On repartit dans quelques rires tout en sortant dans la cour.
-T'as une clope, lui demandai-je une fois près de lui dehors.
-Bien sûr tu crois quoi !?
-Mon Juju t'es le meilleur !
-Oui oui je sais !
Il me fit un grand sourire et m'en tendit une avant d'en mettre une dans sa bouche. J'allumai la mienne et tirai dessus pendant qu'il me prenait mon briquet des mains pour faire de même.

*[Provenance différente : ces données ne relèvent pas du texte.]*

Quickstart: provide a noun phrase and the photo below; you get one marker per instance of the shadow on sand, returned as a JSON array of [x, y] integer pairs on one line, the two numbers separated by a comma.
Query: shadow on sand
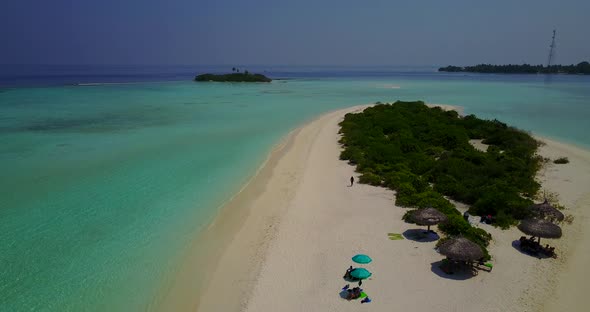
[[539, 255], [420, 235], [458, 274]]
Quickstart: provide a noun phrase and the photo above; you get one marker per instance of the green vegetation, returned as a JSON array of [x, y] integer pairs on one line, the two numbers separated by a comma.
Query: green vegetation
[[234, 77], [580, 68], [561, 160], [424, 154]]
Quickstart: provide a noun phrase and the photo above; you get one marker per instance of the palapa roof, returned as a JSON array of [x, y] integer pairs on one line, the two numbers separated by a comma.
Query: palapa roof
[[545, 210], [428, 216], [540, 228], [461, 249]]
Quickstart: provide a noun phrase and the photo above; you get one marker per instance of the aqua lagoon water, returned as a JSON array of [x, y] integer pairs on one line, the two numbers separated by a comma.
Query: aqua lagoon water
[[104, 187]]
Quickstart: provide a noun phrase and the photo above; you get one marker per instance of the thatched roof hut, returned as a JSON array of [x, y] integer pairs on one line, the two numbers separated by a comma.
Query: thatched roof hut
[[540, 228], [461, 249], [428, 216], [545, 210]]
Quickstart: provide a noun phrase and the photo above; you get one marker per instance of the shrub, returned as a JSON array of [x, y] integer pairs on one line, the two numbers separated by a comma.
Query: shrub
[[424, 154]]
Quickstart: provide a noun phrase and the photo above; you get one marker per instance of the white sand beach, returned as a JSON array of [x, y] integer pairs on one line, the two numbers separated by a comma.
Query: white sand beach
[[299, 223]]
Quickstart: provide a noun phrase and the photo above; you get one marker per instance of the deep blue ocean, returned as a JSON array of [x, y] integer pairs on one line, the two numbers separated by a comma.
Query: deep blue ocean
[[108, 173]]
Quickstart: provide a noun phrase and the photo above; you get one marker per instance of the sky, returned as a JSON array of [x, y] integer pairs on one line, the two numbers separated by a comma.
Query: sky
[[294, 32]]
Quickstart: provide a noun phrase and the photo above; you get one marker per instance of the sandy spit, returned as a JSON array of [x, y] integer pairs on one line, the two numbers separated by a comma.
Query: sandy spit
[[284, 242]]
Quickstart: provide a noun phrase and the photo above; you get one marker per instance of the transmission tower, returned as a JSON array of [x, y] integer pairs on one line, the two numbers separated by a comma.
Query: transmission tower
[[551, 50]]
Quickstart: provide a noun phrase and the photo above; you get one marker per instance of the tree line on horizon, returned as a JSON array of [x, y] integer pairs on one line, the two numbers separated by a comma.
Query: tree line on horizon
[[582, 68]]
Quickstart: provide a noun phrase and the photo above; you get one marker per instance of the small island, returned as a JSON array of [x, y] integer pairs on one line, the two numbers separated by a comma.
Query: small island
[[582, 68], [233, 77]]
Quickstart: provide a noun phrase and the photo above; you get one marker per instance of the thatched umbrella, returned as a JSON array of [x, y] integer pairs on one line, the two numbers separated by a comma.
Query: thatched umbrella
[[428, 216], [461, 249], [540, 228], [545, 210]]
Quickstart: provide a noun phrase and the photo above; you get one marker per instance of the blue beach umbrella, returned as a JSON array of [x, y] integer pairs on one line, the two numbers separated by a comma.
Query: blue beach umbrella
[[360, 273], [360, 258]]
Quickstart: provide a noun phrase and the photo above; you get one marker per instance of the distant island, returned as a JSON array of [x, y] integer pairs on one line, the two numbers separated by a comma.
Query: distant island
[[582, 68], [234, 77]]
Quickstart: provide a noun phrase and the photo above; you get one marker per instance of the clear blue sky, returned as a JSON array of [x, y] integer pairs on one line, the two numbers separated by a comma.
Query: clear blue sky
[[294, 32]]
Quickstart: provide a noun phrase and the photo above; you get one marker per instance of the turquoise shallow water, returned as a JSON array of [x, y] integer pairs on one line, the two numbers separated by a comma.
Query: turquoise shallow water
[[104, 187]]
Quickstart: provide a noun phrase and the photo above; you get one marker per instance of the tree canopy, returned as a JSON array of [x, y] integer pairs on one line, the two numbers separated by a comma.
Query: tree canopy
[[580, 68], [424, 154], [234, 77]]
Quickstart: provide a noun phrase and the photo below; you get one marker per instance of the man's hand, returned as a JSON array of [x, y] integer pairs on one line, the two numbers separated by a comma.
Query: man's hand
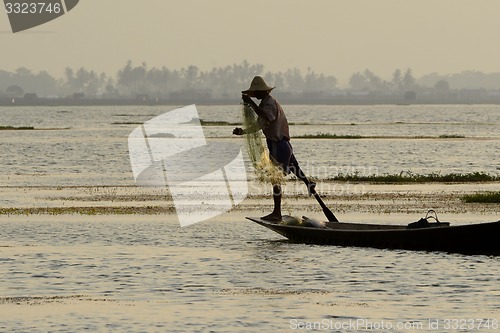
[[238, 131], [247, 99]]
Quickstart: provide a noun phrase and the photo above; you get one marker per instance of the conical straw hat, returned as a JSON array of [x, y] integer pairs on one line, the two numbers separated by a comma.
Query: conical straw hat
[[258, 84]]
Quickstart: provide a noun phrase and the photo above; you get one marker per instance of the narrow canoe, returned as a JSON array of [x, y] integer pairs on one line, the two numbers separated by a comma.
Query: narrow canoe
[[481, 238]]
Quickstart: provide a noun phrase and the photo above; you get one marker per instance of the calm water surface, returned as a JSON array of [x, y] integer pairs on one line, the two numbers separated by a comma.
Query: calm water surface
[[223, 276], [146, 274]]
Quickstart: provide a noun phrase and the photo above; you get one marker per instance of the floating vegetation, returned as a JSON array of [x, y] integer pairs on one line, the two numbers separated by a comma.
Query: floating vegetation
[[328, 136], [16, 128], [96, 210], [349, 136], [482, 197], [410, 177], [265, 169]]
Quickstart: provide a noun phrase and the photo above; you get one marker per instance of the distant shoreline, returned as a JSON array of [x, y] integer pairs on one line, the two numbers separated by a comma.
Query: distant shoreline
[[333, 100]]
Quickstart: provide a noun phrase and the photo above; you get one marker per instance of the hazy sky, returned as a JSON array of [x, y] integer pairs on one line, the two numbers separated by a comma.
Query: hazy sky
[[337, 37]]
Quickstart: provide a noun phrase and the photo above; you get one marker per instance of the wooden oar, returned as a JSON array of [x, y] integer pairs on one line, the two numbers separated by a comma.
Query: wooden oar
[[328, 213]]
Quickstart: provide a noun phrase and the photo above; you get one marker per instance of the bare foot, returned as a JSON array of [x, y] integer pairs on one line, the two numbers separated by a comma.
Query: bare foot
[[272, 217]]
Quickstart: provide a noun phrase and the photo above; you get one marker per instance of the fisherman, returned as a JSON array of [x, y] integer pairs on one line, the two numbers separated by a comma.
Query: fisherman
[[274, 125]]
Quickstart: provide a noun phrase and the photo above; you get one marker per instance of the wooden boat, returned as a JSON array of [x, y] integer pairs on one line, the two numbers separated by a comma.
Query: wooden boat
[[482, 238]]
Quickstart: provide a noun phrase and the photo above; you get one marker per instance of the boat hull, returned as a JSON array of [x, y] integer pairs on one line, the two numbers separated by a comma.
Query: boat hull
[[483, 238]]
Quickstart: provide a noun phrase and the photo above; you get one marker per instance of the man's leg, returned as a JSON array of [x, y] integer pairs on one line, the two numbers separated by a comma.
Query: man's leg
[[295, 168], [276, 214]]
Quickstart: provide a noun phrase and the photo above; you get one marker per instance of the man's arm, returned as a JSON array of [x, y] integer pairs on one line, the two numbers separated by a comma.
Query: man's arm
[[258, 110]]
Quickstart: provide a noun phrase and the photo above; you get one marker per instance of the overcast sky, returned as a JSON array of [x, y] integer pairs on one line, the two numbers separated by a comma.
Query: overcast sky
[[335, 37]]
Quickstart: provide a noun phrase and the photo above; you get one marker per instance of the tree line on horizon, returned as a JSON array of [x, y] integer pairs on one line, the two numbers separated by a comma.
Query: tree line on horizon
[[222, 82]]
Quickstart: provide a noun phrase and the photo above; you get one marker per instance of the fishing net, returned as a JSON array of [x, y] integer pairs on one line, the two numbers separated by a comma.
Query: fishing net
[[265, 170]]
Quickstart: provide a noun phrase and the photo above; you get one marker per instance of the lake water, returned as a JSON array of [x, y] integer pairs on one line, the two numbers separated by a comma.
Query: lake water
[[144, 273]]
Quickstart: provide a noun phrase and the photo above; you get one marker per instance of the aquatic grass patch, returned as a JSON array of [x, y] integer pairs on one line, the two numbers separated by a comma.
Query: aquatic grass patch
[[16, 128], [89, 210], [406, 177], [321, 135], [328, 136], [482, 197]]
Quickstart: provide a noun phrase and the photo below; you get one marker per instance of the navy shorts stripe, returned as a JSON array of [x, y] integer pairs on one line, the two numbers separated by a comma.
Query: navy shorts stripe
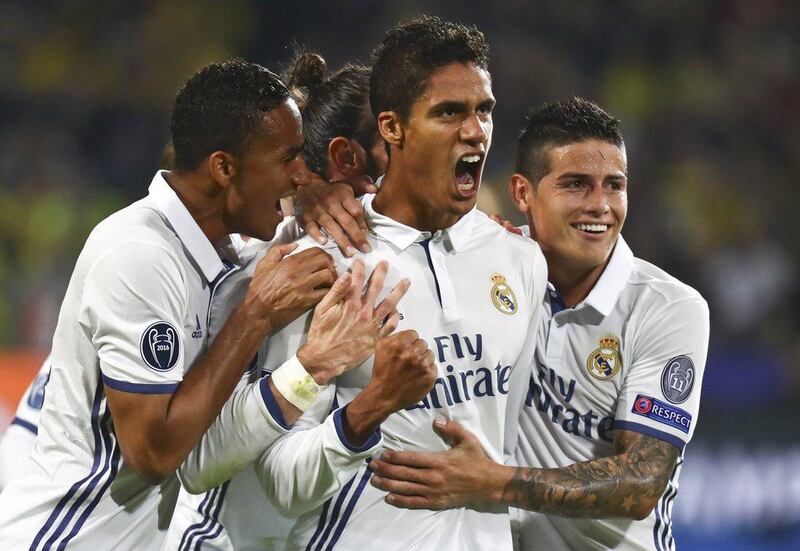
[[204, 509], [334, 514], [215, 529], [349, 510], [114, 461], [320, 523], [98, 398]]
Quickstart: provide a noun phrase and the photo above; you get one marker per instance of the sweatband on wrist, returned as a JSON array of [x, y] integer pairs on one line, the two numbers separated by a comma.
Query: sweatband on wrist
[[295, 384]]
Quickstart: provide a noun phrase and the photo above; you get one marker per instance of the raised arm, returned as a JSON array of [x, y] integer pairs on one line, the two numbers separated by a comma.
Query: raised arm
[[627, 484], [158, 425], [343, 332]]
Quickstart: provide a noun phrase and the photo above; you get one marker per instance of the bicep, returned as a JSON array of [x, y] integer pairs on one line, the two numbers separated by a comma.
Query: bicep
[[647, 458], [138, 420]]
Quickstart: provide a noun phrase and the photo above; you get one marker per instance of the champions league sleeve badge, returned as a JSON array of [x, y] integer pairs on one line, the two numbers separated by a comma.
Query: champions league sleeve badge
[[503, 297], [605, 362], [160, 346], [677, 379]]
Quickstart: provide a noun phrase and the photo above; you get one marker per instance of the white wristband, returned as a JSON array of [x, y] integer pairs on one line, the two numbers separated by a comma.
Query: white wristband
[[295, 384]]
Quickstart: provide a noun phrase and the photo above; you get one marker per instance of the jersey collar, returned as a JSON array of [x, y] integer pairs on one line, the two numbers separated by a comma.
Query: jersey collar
[[612, 281], [190, 234], [401, 236]]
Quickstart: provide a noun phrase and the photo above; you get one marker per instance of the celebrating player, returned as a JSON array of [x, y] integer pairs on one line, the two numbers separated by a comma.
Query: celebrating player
[[134, 384], [237, 515], [475, 293], [619, 363]]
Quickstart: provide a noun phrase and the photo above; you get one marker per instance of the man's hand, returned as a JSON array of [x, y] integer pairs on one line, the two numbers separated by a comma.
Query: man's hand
[[332, 207], [402, 374], [506, 224], [284, 287], [440, 480], [346, 323]]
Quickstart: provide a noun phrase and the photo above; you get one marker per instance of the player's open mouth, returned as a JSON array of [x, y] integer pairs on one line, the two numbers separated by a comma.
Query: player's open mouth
[[468, 174], [278, 206], [593, 229]]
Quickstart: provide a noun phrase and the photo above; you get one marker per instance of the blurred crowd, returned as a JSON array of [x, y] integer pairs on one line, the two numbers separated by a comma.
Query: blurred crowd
[[708, 92]]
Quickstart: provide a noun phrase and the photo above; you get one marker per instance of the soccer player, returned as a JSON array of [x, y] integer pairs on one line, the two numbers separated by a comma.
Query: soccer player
[[619, 363], [17, 442], [342, 143], [475, 293], [237, 515], [134, 382]]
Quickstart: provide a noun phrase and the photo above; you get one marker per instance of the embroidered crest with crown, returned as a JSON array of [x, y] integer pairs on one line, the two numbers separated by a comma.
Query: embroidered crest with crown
[[503, 297], [605, 362]]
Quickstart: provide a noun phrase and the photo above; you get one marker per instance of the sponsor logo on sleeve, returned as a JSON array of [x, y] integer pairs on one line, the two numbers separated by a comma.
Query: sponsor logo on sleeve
[[503, 296], [160, 346], [677, 379], [36, 395], [655, 409], [605, 362]]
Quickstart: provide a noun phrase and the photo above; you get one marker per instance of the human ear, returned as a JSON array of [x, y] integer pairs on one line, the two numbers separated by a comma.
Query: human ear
[[390, 125], [343, 157], [223, 167], [520, 189]]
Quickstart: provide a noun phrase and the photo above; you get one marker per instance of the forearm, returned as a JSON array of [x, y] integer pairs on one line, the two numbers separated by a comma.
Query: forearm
[[306, 467], [247, 425], [364, 416], [605, 487], [170, 435]]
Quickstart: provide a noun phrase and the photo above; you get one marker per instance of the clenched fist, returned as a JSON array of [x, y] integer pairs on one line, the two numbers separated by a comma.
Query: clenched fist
[[283, 287], [402, 374]]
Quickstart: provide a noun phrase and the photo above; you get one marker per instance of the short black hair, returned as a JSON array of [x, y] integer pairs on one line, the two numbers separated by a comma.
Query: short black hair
[[220, 108], [411, 52], [331, 104], [557, 124]]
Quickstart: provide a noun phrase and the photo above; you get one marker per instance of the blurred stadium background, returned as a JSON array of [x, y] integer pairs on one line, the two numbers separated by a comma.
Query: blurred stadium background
[[709, 96]]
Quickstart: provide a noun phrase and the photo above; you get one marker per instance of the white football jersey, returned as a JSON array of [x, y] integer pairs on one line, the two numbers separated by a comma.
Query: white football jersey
[[135, 318], [630, 356], [17, 442], [474, 296]]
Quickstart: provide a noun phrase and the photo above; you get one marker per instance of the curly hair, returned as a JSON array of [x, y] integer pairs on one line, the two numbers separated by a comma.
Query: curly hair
[[332, 105], [411, 52], [220, 108], [557, 124]]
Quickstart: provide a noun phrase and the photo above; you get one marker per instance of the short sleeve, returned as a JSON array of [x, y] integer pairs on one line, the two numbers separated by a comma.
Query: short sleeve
[[133, 304], [660, 395]]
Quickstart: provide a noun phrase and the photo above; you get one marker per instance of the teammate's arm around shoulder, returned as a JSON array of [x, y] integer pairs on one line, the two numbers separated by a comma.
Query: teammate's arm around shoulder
[[158, 424], [626, 484]]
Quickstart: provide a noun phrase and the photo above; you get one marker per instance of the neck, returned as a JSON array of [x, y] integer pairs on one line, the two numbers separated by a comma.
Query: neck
[[573, 285], [203, 199], [397, 200]]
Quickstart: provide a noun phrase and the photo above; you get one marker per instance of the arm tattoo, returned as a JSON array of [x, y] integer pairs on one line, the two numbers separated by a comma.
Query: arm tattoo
[[625, 485]]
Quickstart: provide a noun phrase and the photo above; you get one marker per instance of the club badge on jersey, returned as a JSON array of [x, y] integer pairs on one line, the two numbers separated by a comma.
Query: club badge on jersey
[[677, 379], [605, 362], [160, 346], [503, 296]]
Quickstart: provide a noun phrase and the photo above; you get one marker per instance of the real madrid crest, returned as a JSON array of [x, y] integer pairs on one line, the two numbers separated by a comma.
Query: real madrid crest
[[503, 297], [605, 362]]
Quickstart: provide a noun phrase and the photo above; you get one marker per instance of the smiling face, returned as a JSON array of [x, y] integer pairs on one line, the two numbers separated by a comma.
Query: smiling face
[[443, 145], [269, 169], [576, 211]]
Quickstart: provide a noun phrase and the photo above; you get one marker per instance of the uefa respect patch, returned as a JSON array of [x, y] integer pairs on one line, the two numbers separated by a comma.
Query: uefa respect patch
[[160, 346], [665, 413]]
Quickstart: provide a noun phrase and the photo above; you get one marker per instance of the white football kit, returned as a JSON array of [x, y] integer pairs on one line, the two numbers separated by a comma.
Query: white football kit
[[630, 357], [17, 442], [135, 318], [474, 297]]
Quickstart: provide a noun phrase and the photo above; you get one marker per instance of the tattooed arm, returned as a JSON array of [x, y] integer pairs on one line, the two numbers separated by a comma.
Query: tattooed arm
[[627, 484]]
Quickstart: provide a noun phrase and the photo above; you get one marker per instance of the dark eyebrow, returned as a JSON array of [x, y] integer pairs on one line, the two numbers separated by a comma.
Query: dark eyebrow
[[448, 105]]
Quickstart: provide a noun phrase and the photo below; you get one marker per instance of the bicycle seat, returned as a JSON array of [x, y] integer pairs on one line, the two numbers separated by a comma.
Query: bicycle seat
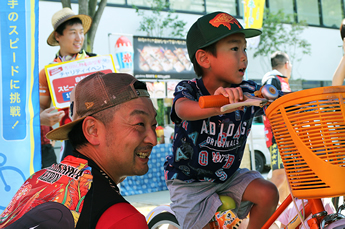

-Le cours finit dans 10 minutes.
-Tu vas avoir une heure à cause de moi, désolée.
-Oh ça fait rien, je ferai la misère au pion avec ma super copine hein !
Je ris, m'asseyant sur un banc.
Je commençai à l'apprécier, celui-là. Il allait falloir que je l'éjecte. Dommage, il avait tout le temps des clopes. Et il était drôle.
Mais je ne pouvais pas me le permettre.
Je ne savais pas encore comment m'y prendre, mais de toute manière, cela n'urgeait pas. Il suffisait pour l'instant de faire attention à ne pas m'attacher, et ma priorité du moment était le couple Layla et Baptiste.
Je décidai de mettre Jules dans la confidence.
-Jules, tu dois m'aider.
Il me rejoignit sur le banc, intrigué.
-À quoi ?
-À caser Baptiste et Layla ensemble.